Ella sabía que existía un sendero secreto. No solo era más rápido, sino que también era completamente seguro frente a cualquier depredador.

El chofer miró a Yahir a través del espejo retrovisor, buscando aprobación.

Yahir habló con frialdad:

—Haz lo que ella dice.

Una hora después, el vehículo se detuvo al pie de Monte Serena.

Al ver que la pareja se bajaba con la intención de subir a pie, el chofer llamó de inmediato a Facundo Ruiz para reportar la situación.

—Si el señor Hernández no te dio más instrucciones, espéralos al pie de la montaña.

—Entendido.

Felisa sacó de su mochila una potente linterna que había preparado de antemano. Los ojos rasgados de Yahir destellaron con sorpresa; no imaginaba que estuviera tan prevenida.

Notando su mirada, ella murmuró:

—Enzo, caminar hasta la cima nos tomará unos treinta minutos.
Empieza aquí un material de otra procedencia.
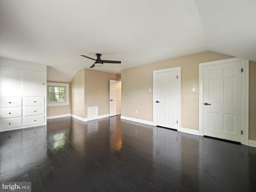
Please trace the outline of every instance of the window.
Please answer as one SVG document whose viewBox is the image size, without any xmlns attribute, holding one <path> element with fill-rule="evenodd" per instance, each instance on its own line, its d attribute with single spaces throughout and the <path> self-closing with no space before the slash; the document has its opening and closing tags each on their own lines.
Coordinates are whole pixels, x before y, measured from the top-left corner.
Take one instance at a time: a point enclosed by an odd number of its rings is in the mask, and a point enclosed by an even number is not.
<svg viewBox="0 0 256 192">
<path fill-rule="evenodd" d="M 65 102 L 65 87 L 48 87 L 49 103 Z"/>
<path fill-rule="evenodd" d="M 47 83 L 47 106 L 69 105 L 68 84 Z"/>
</svg>

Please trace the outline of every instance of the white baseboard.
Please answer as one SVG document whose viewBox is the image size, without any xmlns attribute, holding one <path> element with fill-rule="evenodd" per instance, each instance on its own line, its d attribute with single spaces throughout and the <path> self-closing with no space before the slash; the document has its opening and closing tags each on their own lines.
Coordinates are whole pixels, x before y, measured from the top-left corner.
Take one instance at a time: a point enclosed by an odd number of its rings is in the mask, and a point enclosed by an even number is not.
<svg viewBox="0 0 256 192">
<path fill-rule="evenodd" d="M 100 115 L 98 116 L 98 119 L 101 119 L 102 118 L 105 118 L 105 117 L 109 117 L 109 114 L 106 114 L 106 115 Z"/>
<path fill-rule="evenodd" d="M 74 118 L 75 119 L 78 119 L 78 120 L 80 120 L 80 121 L 83 121 L 84 122 L 88 121 L 88 119 L 87 118 L 83 118 L 82 117 L 80 117 L 79 116 L 77 116 L 77 115 L 74 115 L 74 114 L 70 114 L 70 116 L 71 117 Z"/>
<path fill-rule="evenodd" d="M 78 120 L 80 120 L 80 121 L 83 121 L 84 122 L 85 122 L 86 121 L 88 121 L 88 118 L 83 118 L 82 117 L 81 117 L 73 114 L 71 114 L 70 116 L 71 117 L 73 117 L 73 118 L 74 118 L 75 119 L 78 119 Z M 102 118 L 104 118 L 105 117 L 109 117 L 109 114 L 106 114 L 106 115 L 100 115 L 98 116 L 98 117 L 97 118 L 97 119 L 101 119 Z"/>
<path fill-rule="evenodd" d="M 248 141 L 248 146 L 251 147 L 256 147 L 256 141 L 249 140 Z"/>
<path fill-rule="evenodd" d="M 129 120 L 129 121 L 134 121 L 138 123 L 143 123 L 147 125 L 153 125 L 153 122 L 147 121 L 146 120 L 143 120 L 142 119 L 136 119 L 136 118 L 132 118 L 132 117 L 126 117 L 125 116 L 121 116 L 121 119 L 125 119 L 126 120 Z"/>
<path fill-rule="evenodd" d="M 199 131 L 194 129 L 188 129 L 184 127 L 180 127 L 180 131 L 184 133 L 189 133 L 193 135 L 199 135 Z"/>
<path fill-rule="evenodd" d="M 62 117 L 70 117 L 70 114 L 64 114 L 63 115 L 54 115 L 52 116 L 47 116 L 46 119 L 56 119 L 57 118 L 61 118 Z"/>
</svg>

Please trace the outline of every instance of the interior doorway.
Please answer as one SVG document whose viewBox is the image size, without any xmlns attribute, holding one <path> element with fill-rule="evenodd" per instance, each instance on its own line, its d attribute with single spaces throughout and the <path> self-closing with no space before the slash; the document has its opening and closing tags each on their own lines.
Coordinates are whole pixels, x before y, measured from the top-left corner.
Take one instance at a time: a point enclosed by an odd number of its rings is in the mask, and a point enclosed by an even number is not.
<svg viewBox="0 0 256 192">
<path fill-rule="evenodd" d="M 249 62 L 233 58 L 199 64 L 199 134 L 248 142 Z"/>
</svg>

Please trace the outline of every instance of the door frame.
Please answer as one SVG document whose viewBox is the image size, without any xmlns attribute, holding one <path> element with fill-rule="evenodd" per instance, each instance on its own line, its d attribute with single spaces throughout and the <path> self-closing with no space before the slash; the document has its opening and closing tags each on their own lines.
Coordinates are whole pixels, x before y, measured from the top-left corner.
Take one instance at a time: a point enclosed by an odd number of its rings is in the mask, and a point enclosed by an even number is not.
<svg viewBox="0 0 256 192">
<path fill-rule="evenodd" d="M 205 63 L 199 63 L 199 134 L 204 136 L 204 67 L 206 66 L 218 65 L 231 62 L 242 61 L 243 72 L 242 79 L 242 142 L 248 145 L 249 129 L 249 60 L 236 57 Z"/>
<path fill-rule="evenodd" d="M 155 70 L 153 71 L 153 125 L 156 126 L 156 83 L 155 80 L 156 74 L 159 72 L 167 72 L 168 71 L 178 71 L 178 127 L 177 130 L 180 130 L 180 81 L 181 79 L 181 67 L 173 67 L 168 68 L 167 69 L 160 69 L 159 70 Z"/>
</svg>

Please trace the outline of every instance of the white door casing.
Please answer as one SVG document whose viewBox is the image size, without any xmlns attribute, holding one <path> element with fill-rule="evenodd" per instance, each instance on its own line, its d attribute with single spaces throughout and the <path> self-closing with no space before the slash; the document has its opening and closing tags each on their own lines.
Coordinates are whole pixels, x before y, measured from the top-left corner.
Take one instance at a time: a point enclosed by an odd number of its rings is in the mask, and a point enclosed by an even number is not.
<svg viewBox="0 0 256 192">
<path fill-rule="evenodd" d="M 154 125 L 180 130 L 180 67 L 154 71 L 153 86 Z"/>
<path fill-rule="evenodd" d="M 248 69 L 237 58 L 199 64 L 200 135 L 248 144 Z"/>
<path fill-rule="evenodd" d="M 204 135 L 241 142 L 241 69 L 239 62 L 204 68 Z"/>
<path fill-rule="evenodd" d="M 109 116 L 121 114 L 121 82 L 109 80 Z"/>
</svg>

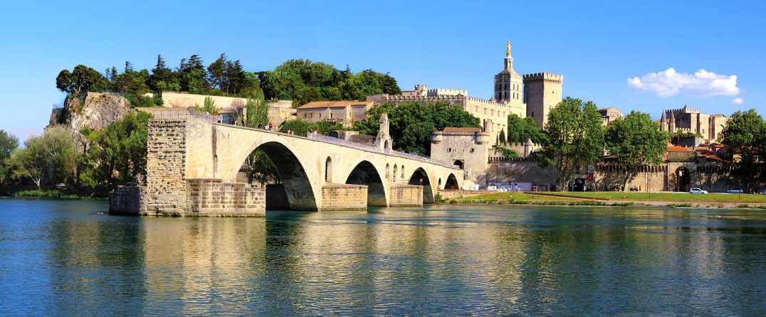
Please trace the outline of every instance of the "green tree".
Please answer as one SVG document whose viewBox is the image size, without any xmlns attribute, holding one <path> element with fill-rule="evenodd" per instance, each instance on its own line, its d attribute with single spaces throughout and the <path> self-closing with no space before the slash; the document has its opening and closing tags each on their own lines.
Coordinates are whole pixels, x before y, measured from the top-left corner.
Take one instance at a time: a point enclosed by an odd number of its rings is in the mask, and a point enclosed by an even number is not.
<svg viewBox="0 0 766 317">
<path fill-rule="evenodd" d="M 205 97 L 204 103 L 202 111 L 210 113 L 210 114 L 218 113 L 218 108 L 215 106 L 215 100 L 213 100 L 213 97 Z"/>
<path fill-rule="evenodd" d="M 542 141 L 542 130 L 531 116 L 522 119 L 515 114 L 508 116 L 508 142 L 526 142 L 531 139 L 533 143 Z"/>
<path fill-rule="evenodd" d="M 11 165 L 8 159 L 16 149 L 18 149 L 18 138 L 5 130 L 0 130 L 0 185 L 11 175 Z"/>
<path fill-rule="evenodd" d="M 130 183 L 146 170 L 147 123 L 151 114 L 128 113 L 122 120 L 90 133 L 87 170 L 83 180 L 91 186 Z"/>
<path fill-rule="evenodd" d="M 225 84 L 226 61 L 226 54 L 221 53 L 221 57 L 208 67 L 208 76 L 213 87 L 221 89 L 221 85 Z"/>
<path fill-rule="evenodd" d="M 257 128 L 258 125 L 269 123 L 269 104 L 264 100 L 264 94 L 257 92 L 253 98 L 248 98 L 245 103 L 247 116 L 244 125 L 250 128 Z"/>
<path fill-rule="evenodd" d="M 548 115 L 541 166 L 552 165 L 557 188 L 567 191 L 572 174 L 604 154 L 601 115 L 591 101 L 567 96 Z"/>
<path fill-rule="evenodd" d="M 648 113 L 637 111 L 630 112 L 624 119 L 617 118 L 607 128 L 607 151 L 617 157 L 626 171 L 623 190 L 627 189 L 628 181 L 642 166 L 662 164 L 669 137 L 667 132 L 660 131 L 660 125 Z"/>
<path fill-rule="evenodd" d="M 260 149 L 256 149 L 250 155 L 250 182 L 256 181 L 263 187 L 267 183 L 280 183 L 279 171 L 271 158 Z"/>
<path fill-rule="evenodd" d="M 9 162 L 16 178 L 30 178 L 39 189 L 46 176 L 54 177 L 57 162 L 61 155 L 77 146 L 74 133 L 61 125 L 51 126 L 41 136 L 31 136 L 24 142 L 25 148 L 11 154 Z M 56 179 L 53 179 L 54 182 Z"/>
<path fill-rule="evenodd" d="M 755 188 L 758 177 L 758 166 L 766 162 L 766 123 L 755 109 L 738 110 L 721 132 L 721 143 L 726 145 L 727 154 L 740 165 L 741 177 L 749 191 Z"/>
</svg>

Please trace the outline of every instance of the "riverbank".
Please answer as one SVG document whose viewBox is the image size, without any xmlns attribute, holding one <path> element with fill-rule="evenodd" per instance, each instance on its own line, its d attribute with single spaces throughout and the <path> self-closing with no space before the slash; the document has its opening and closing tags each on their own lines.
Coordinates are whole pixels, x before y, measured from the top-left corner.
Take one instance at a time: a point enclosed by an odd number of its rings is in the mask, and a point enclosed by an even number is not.
<svg viewBox="0 0 766 317">
<path fill-rule="evenodd" d="M 647 193 L 584 193 L 590 195 L 570 194 L 573 193 L 529 193 L 499 192 L 484 194 L 466 198 L 445 199 L 442 204 L 516 204 L 539 206 L 585 206 L 585 207 L 633 207 L 659 208 L 708 208 L 708 209 L 764 209 L 766 210 L 766 195 L 709 194 L 690 194 L 683 193 L 652 194 L 656 198 L 649 198 Z M 576 193 L 584 194 L 584 193 Z M 630 194 L 633 194 L 630 195 Z M 636 194 L 644 194 L 642 197 Z M 615 194 L 617 194 L 615 196 Z M 675 196 L 673 196 L 675 195 Z M 613 197 L 614 196 L 614 197 Z M 622 197 L 624 196 L 625 198 Z M 636 198 L 644 199 L 635 199 Z M 631 199 L 632 198 L 632 199 Z"/>
<path fill-rule="evenodd" d="M 106 197 L 98 197 L 90 194 L 81 194 L 77 193 L 60 191 L 57 189 L 31 189 L 21 190 L 11 192 L 3 192 L 0 196 L 6 197 L 38 197 L 43 198 L 67 198 L 67 199 L 107 199 Z"/>
</svg>

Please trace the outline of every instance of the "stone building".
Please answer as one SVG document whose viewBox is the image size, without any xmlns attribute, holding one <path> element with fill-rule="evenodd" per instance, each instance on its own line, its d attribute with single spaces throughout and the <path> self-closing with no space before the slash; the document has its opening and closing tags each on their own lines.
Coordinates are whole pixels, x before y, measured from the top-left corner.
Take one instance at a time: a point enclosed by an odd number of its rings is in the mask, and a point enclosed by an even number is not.
<svg viewBox="0 0 766 317">
<path fill-rule="evenodd" d="M 617 118 L 625 117 L 622 111 L 615 107 L 601 108 L 598 109 L 598 113 L 601 114 L 601 124 L 604 126 L 609 126 L 613 121 L 617 120 Z"/>
<path fill-rule="evenodd" d="M 449 161 L 466 172 L 466 179 L 478 183 L 486 171 L 491 133 L 480 128 L 444 128 L 431 132 L 431 158 Z"/>
<path fill-rule="evenodd" d="M 682 109 L 663 111 L 659 123 L 660 131 L 699 133 L 706 139 L 715 140 L 720 136 L 727 121 L 728 117 L 722 114 L 701 113 L 699 109 L 684 105 Z"/>
<path fill-rule="evenodd" d="M 145 96 L 154 96 L 152 93 L 148 93 Z M 237 116 L 244 116 L 247 113 L 245 104 L 247 103 L 247 98 L 198 95 L 186 93 L 175 93 L 172 91 L 164 91 L 159 95 L 162 98 L 162 108 L 151 107 L 142 108 L 142 110 L 156 113 L 186 113 L 192 111 L 195 107 L 205 106 L 205 98 L 211 98 L 213 105 L 219 109 L 224 116 L 224 122 L 228 123 L 230 118 Z M 294 119 L 296 109 L 293 108 L 291 100 L 266 100 L 269 103 L 269 120 L 273 124 L 279 126 L 286 120 Z M 172 110 L 169 110 L 171 108 Z"/>
<path fill-rule="evenodd" d="M 296 115 L 313 123 L 329 121 L 352 126 L 354 122 L 367 119 L 365 112 L 372 104 L 372 101 L 313 101 L 298 107 Z"/>
<path fill-rule="evenodd" d="M 508 132 L 508 116 L 516 114 L 521 118 L 533 116 L 538 126 L 542 127 L 550 109 L 561 100 L 561 75 L 539 73 L 523 77 L 513 70 L 513 57 L 508 45 L 504 67 L 494 80 L 494 94 L 489 100 L 468 96 L 466 90 L 431 89 L 426 85 L 415 85 L 414 90 L 402 91 L 401 94 L 378 94 L 368 96 L 367 100 L 375 105 L 384 103 L 422 103 L 444 101 L 460 106 L 479 118 L 482 123 L 490 120 L 492 140 L 490 145 L 501 142 L 501 132 Z M 523 101 L 522 101 L 523 98 Z"/>
</svg>

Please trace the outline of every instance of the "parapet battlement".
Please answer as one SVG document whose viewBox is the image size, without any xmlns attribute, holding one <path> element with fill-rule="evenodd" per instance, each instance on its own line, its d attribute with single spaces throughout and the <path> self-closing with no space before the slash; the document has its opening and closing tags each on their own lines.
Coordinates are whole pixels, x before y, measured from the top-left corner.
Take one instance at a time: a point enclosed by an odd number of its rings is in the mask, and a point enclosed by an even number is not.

Si prefieres no hacer el esfuerzo, puedes esperarme aquí en el auto.

Monte Serena aún no era una zona turística desarrollada, por lo que no había caminos fáciles ni pavimentados.

Yahir arqueó una ceja.

—Tu hombre no es tan débil como crees. Guía el camino.

Tu hombre...

Aunque técnicamente era cierto, escucharlo salir de los labios de él le provocó un inexplicable rubor.

Se adentraron en el bosque y, tras unos diez minutos de caminata, llegaron a una pared de rocas cubierta por una densa enredadera. Al apartar las gruesas hojas y ramas, quedó al descubierto un pasadizo oculto.

Esa ruta secreta conducía directamente a la cima, acortando el camino y evitando el contacto con cualquier peligro del exterior. Su maestro lo había descubierto por casualidad hace muchos años.

Una pizca de asombro cruzó los ojos de Yahir al descubrir que había todo un sistema de cuevas detrás de aquella maleza.

Entraron al túnel. El suelo era plano y fácil de transitar. Hacía mucho más calor que en el exterior, debido a las aguas termales naturales que burbujeaban ocultas en el interior de la cueva.